院長BLOG

2018.04.21更新

漢方薬の桂枝茯苓丸は瘀血の治療薬の代表格ですが、「和漢診療学」の寺澤先生によれば、桂枝茯苓丸はなぜ瘀血の治療に効果があるのかを実験的に確認されています。

そもそも瘀血とは寺澤先生の言葉表現をそのまま使えば「すらすらと流通すべき血(けつ)が何らかの障害によりスムーズに流れなくなった病態」です。

それを科学的に明らかにしよう、ということで実際、眼球結膜の微小循環を確認されたそうです。

その結果、瘀血の患者では、直径100ミクロンの微小血管のなかの赤血球が塊を形成し、ドロドロと流れ、流速が著明に低下していたが、桂枝茯苓丸などの駆瘀血剤を使用して1か月後なり半年後なり経過したころに再検査し改善されたことを確認できた、というのです。

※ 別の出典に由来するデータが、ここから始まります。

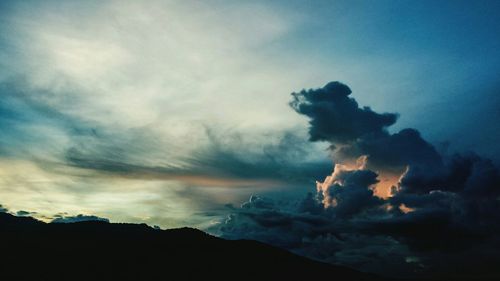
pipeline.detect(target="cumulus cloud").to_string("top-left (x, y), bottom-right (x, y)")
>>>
top-left (218, 82), bottom-right (500, 276)
top-left (290, 82), bottom-right (397, 143)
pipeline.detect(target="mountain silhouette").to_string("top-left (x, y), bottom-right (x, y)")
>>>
top-left (0, 213), bottom-right (385, 281)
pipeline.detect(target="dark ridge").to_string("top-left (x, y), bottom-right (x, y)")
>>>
top-left (0, 213), bottom-right (385, 281)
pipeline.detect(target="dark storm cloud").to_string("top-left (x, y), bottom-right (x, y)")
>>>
top-left (219, 82), bottom-right (500, 275)
top-left (290, 82), bottom-right (441, 170)
top-left (290, 82), bottom-right (397, 143)
top-left (321, 167), bottom-right (382, 217)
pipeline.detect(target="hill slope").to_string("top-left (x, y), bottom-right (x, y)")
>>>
top-left (0, 213), bottom-right (384, 280)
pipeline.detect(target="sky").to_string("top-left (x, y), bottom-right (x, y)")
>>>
top-left (0, 0), bottom-right (500, 274)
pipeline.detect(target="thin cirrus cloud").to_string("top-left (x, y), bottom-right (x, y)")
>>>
top-left (0, 1), bottom-right (331, 226)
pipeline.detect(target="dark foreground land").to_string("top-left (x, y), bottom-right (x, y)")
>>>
top-left (0, 213), bottom-right (384, 281)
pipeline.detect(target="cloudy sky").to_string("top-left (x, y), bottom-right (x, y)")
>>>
top-left (0, 0), bottom-right (500, 272)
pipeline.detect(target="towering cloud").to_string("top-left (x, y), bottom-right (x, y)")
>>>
top-left (220, 82), bottom-right (500, 275)
top-left (290, 82), bottom-right (397, 143)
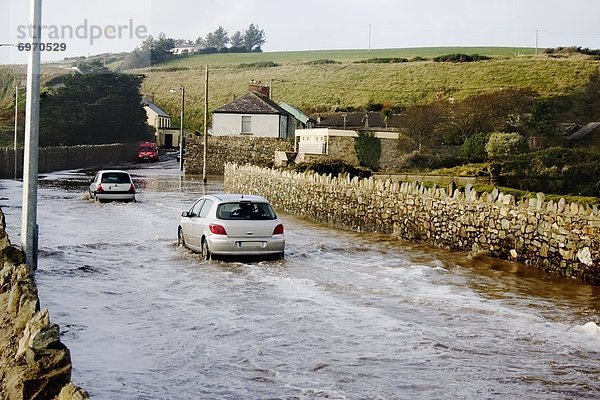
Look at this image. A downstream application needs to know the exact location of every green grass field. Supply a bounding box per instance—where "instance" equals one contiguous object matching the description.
[0,47,599,129]
[131,48,599,128]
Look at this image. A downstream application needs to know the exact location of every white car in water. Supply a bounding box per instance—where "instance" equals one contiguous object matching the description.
[177,194,285,260]
[88,169,135,202]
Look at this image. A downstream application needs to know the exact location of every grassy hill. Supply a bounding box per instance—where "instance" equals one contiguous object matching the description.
[136,48,599,128]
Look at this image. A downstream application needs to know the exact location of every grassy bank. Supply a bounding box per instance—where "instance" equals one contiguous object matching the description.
[136,48,598,127]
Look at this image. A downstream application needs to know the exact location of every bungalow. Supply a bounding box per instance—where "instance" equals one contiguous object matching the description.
[212,85,296,139]
[295,128,399,165]
[279,101,317,129]
[142,99,179,148]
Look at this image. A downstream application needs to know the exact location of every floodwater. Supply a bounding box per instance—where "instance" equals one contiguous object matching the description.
[0,161,600,400]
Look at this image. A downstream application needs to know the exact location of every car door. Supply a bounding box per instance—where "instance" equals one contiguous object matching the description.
[194,199,214,248]
[181,199,206,250]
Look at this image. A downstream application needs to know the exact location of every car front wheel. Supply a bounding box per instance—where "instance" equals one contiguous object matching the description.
[202,239,212,261]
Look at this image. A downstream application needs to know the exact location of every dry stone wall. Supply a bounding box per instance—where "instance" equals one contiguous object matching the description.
[224,163,600,284]
[0,210,89,400]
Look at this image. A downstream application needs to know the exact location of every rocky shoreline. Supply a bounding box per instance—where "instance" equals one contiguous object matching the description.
[0,210,89,400]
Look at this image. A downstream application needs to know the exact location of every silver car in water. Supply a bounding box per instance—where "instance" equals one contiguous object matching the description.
[88,169,135,202]
[177,194,285,260]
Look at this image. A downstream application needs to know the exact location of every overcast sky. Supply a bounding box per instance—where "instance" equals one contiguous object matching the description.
[0,0,600,64]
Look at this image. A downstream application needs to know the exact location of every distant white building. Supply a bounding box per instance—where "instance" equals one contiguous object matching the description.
[142,99,180,148]
[212,85,296,139]
[171,44,201,56]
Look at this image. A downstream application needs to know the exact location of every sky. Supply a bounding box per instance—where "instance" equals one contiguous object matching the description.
[0,0,600,64]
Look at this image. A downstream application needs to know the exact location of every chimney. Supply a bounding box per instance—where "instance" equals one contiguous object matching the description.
[248,80,271,98]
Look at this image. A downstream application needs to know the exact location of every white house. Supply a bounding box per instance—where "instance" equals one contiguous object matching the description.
[142,99,179,148]
[212,87,296,139]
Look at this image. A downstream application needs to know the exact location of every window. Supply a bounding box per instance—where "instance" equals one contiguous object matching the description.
[190,199,205,217]
[242,116,252,134]
[200,200,213,218]
[217,201,277,219]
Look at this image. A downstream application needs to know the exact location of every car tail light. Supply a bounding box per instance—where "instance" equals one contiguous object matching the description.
[208,224,227,235]
[273,224,283,235]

そもそもなぜ赤血球は本来バラバラになっているのかというと、膜の表面にシアル酸が分布し、マイナスに荷電しているため赤血球同士は磁石の反発のように相互にくっつかないようにできているそうです。このことは当然ながら赤血球の膜表面の有効面積を最大限に活用し、酸素の受け渡しに効率的に働くのです。これが瘀血患者だと赤血球がいくつも数珠状にくっついてしまって、最大限の効果を発揮出来ない。それどころか、微小循環においては血管閉塞を来たす可能性もあるわけです。いわゆるドロドロになる。

しかし桂枝茯苓丸によって、これが改善される(この原理は、積み重なりくっついてしまう架橋分子であるフィブリンなどの異常タンパクを消し去ることによることも確認されているようです)と、血流が改善、ひいては組織内でのアシドーシスも当然ながら改善されるということになるわけです。

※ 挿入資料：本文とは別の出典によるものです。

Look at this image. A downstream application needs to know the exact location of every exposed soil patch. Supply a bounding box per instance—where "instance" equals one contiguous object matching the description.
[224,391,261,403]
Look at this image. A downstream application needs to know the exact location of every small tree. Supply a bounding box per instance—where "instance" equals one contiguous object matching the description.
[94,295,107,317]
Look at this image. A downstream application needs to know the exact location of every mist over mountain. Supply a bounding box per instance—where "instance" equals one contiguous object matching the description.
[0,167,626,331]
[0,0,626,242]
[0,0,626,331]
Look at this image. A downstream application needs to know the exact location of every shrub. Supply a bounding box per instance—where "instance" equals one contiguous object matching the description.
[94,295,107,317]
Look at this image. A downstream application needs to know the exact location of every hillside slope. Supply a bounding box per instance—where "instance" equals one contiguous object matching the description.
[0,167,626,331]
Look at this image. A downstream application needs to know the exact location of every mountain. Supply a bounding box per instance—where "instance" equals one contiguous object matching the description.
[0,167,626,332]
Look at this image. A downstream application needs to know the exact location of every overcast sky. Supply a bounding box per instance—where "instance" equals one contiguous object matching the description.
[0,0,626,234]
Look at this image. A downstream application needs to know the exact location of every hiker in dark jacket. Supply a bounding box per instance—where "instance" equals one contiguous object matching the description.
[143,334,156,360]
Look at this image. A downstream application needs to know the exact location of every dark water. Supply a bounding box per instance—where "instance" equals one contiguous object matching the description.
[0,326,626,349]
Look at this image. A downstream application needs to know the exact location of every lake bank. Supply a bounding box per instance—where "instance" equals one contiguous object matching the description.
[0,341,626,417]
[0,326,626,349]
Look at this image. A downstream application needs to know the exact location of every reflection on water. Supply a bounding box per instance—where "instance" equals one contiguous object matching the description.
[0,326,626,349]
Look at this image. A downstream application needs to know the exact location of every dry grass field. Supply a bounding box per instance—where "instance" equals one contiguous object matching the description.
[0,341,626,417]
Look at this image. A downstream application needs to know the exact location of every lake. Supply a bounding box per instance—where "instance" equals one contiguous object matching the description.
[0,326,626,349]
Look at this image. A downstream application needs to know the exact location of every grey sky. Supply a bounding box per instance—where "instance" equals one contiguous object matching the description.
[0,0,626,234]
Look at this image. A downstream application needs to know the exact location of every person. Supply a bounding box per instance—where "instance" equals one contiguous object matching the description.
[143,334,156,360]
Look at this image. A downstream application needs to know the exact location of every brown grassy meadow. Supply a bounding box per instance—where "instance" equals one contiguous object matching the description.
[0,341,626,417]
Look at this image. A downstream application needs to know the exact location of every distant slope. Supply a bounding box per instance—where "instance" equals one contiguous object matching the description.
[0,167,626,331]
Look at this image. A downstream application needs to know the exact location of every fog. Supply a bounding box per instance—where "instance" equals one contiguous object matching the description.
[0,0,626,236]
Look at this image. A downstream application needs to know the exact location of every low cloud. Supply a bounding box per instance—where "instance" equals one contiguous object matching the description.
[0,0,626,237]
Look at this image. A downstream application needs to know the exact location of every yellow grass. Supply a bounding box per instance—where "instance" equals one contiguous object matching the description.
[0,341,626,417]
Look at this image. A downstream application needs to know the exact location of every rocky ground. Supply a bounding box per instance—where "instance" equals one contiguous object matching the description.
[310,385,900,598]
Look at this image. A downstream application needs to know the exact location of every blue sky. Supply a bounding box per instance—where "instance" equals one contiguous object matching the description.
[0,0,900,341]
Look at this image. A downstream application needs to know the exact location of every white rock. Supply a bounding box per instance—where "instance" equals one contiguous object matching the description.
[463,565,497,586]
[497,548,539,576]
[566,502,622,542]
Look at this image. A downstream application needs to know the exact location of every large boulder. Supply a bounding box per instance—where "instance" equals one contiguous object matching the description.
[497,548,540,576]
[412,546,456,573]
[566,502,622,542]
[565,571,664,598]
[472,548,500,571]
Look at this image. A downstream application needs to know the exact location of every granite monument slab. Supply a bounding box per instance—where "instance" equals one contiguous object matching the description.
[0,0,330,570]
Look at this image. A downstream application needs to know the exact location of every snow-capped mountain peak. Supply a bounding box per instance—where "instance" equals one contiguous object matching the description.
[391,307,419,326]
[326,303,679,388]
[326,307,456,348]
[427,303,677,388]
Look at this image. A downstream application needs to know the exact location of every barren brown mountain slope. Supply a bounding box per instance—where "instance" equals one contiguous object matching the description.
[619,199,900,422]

そこで寺澤先生はさらにこのことを経て、桂枝茯苓丸が微小脳梗塞の治療にもなること、脊柱管狭窄症にも有効だろうこと、さらには網膜の黄斑変性や眼底浮腫にも治療効果が発揮されたことを確認し、述べられています。

 

通常、西洋医薬でいう「血液サラサラの治療」というと、抗凝固剤を指します。ビタミンKを阻害することで抗凝固作用をなすワルファリンの系統と、血小板の凝集を抑制させることによる抗血小板剤の系統の、大体2種類です。細かいことを言えば他にもプロスタグランジンEに関連して血管拡張作用をもたらし、かつ血小板凝集抑制をさせる系統のものなどもありますが、いずれにせよ大まかにいうと一般の医者はそれらを想定します。

漢方薬の専門家ならば桂枝茯苓丸と瘀血の関係については基本中の基本のことですので当然熟知されているわけですが、一般臨床医が桂枝茯苓丸が画像的にも分かりやすい意味での血液サラサラに有効であると、多くの医者は知らないことでしょう。この画像のイメージを食べ物で例えると分かりやすいのですが、上手な料理人が作った美味しいチャーハンは、米粒がパラパラになって仕上がる、というのと似ています。米粒を赤血球に例えるわけですが、米粒すなわち赤血球がダマの塊のようにならずに1粒ずつがバラバラになった状態、ということです。このパラパラ赤血球が末梢微小循環のためには健全に働く、ということです。

帝京大学の血管外科医であり漢方の専門家でもある新見先生の著書によれば、下肢静脈瘤の治療に桂枝茯苓丸が明らかに有効である、とあります。微小循環の改善は当然ながら太い血管の循環改善にも役立つ、という良い証拠ですね。